Continuing my way through the Agatha Christie’s, The Mystery of the Blue Train is up next. It is another in the series of Poirot stories, although this time without one of his personal narrators. Instead, each chapter hops between characters as we watch the mystery slowly unfold. A priceless and much coveted ruby necklace is sold to American millionaire, Rufus Van Aldin, who intends it as a gift for his headstrong daughter, Ruth Kettering. She is presently estranged from her husband, the philandering Derek.
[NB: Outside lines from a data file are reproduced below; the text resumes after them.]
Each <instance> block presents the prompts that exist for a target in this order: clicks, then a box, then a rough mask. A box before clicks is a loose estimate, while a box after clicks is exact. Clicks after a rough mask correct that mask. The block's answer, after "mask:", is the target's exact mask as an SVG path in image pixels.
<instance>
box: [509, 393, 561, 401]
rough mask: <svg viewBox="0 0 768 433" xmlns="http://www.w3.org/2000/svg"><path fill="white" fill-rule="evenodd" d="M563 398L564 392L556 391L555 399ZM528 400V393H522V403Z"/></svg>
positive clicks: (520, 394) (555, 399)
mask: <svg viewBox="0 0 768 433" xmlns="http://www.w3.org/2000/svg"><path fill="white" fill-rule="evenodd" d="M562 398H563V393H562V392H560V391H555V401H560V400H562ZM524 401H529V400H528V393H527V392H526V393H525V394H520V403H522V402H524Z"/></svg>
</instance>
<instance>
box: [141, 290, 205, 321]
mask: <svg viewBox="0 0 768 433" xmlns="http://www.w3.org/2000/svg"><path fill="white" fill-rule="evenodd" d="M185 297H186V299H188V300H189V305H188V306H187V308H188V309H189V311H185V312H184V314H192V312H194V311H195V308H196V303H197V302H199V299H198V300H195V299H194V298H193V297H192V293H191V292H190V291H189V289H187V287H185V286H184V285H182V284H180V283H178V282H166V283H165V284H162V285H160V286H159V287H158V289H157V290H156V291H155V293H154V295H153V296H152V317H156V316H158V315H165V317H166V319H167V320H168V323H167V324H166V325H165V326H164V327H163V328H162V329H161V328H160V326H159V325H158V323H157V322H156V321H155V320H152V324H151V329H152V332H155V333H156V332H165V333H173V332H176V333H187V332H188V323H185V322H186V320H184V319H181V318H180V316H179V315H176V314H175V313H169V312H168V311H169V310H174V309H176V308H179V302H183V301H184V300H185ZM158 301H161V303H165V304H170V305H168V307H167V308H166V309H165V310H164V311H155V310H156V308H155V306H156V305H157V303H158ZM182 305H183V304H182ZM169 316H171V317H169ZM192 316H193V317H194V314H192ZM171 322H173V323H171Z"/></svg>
While she married him for his future title, he married her for money, and will be ruined–and lose his mistress, dancer Mirelle, as well–if Ruth follows through with her intended divorce. Of course Ruth is not blameless; she is intending to rendezvous in the Riviera with her French lover, the Comte de la Roche, a man Van Aldin knows to be a con artist. Somehow into this mix is added the newly wealthy Katherine Grey, also journeying to the Riviera for her first taste of wealthy society. But before anyone arrives at their destination, there is a murder on the Blue Train–and with such a mix of motives, it is a perfect little exercise for detective Hercule Poirot, conveniently on the train as well.

Although an enjoyable trip–reading in late February of what proved to be a cold, snowy winter, I quite enjoyed the virtual visit to the Riviera–it doesn’t strike me as one of the stronger Christie’s. Perhaps this is just personal preference, but I feel Christie is not at her best when swapping points-of-view constantly. Better the tighter confines of a single narrow viewpoint. Despite plenty of clues and misdirection, Blue Train also contains one of my personal pet peeves–the detective has knowledge related to the crime that the reader cannot possibly have. Although an improvement on The Big Four, I look forward to the better Christie’s I know are coming.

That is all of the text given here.